The Markets This Week

The stock market was whipsawed last week by volatile share prices, finishing 0.7% lower by Friday’s close. Investors can’t seem to decide if the continuing plunge in oil prices is good or bad for stocks. That uncertainty was partly reflected in half-hearted activity, with volume in the downdraft low and on the rebound even lower, a not particularly encouraging technical sign.

Oil fell 8%, hitting a 52-week low of $47.93 a barrel by Tuesday, and stocks followed. But equities revived when crude edged up later in the week to $48.37. That wasn’t enough to help energy stocks, the worst-performing sector, down 3% last week.

Investors got a lift from comments by Charles Evans, president of the Chicago Federal Reserve. Late Wednesday, he said he wasn’t in favor of raising interest rates until 2016. The Fed is expected to begin hiking in mid-2015.

Last week, the Dow Jones Industrial Average gave up 96 points, or 0.5%, to 17,737.37; and the Standard & Poor’s 500 index lost 13 to 2,044.81. The Nasdaq Composite index retreated 23, or 0.5%, to 4704.07. Bond investors took Evan’s remark to heart, as the yield on the ten-year U.S. note fell below 2% to 1.975%. (Bond prices move inversely to yields.)

“The V-shaped week made it seem like we had a full year’s worth volatility in one week,” says Brian Reynolds, chief market strategist at Rosenblatt Securities. The downside and upside last week was less vigorous than October’s big drop and rebound, says Reynolds. “That tells us there is less investor conviction.” He expects more “violent” ups and downs this year.

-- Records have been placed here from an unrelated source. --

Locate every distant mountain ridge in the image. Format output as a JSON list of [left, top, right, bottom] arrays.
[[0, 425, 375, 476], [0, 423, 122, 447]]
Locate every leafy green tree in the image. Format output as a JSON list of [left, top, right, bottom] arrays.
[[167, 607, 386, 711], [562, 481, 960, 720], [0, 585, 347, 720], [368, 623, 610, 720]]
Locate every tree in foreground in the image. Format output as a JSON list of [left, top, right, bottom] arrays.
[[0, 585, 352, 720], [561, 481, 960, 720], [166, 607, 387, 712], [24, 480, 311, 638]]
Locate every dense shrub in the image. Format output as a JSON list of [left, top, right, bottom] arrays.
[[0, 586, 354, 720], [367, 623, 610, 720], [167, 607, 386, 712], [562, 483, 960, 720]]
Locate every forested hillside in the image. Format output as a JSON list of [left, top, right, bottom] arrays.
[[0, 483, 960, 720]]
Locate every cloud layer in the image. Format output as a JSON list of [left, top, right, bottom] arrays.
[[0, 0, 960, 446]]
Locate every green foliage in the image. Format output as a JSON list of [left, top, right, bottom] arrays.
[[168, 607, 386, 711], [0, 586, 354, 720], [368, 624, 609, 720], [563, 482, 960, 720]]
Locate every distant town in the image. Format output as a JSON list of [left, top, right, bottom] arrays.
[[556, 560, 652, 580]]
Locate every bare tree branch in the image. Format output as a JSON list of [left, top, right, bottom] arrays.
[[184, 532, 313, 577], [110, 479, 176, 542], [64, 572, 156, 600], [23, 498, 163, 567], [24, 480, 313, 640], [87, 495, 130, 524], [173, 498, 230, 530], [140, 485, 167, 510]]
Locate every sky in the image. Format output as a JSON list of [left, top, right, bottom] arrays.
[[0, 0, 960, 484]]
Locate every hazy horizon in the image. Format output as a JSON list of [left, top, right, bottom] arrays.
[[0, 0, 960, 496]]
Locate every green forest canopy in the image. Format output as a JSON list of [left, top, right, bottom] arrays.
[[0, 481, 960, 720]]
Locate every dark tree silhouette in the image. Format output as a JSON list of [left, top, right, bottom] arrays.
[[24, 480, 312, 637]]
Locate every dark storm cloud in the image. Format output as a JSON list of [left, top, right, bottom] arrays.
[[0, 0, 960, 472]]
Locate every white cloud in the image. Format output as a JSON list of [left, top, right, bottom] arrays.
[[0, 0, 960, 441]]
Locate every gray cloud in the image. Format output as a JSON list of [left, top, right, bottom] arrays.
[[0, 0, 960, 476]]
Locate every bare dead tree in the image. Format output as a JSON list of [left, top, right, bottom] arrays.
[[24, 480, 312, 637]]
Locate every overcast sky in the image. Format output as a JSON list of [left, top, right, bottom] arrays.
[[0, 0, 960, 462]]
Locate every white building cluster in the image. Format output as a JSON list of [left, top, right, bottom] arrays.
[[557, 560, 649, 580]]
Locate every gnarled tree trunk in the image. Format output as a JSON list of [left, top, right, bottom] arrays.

Charles Schwab chief investment strategist Liz Ann Sonders also looks for more pullbacks this year and even perhaps a 10% correction, though she doesn’t expect that to “upend” the six-year-old bull market. For some investors at this point in the bull, the “fear of missing out” that fuelled previous snapback rebounds and kept corrections mild is giving way to “fear of losing money.” The willingness to buy on the dips is not as strong as it was, she avers.

Contributing to the rocky 2015 start is uncertainty over the Fed’s path to higher interest rates, she says. Unlike previous Fed tightening courses, this time it’s started from an artificially low level and with an inflated balance sheet.

In the background, there are some tangential factors, adds Reynolds. Worries remain that the European Central Bank will fail to produce a quantitative easing plan later this month that meets investor expectations.

And fears of Greece exiting the European Union could deepen soon. Sunday, Jan. 25, sees a parliamentary election in Greece. The leftist Syriza party, which opposes the country’s international bailout plan and austerity measures, has the lead in pre-election surveys.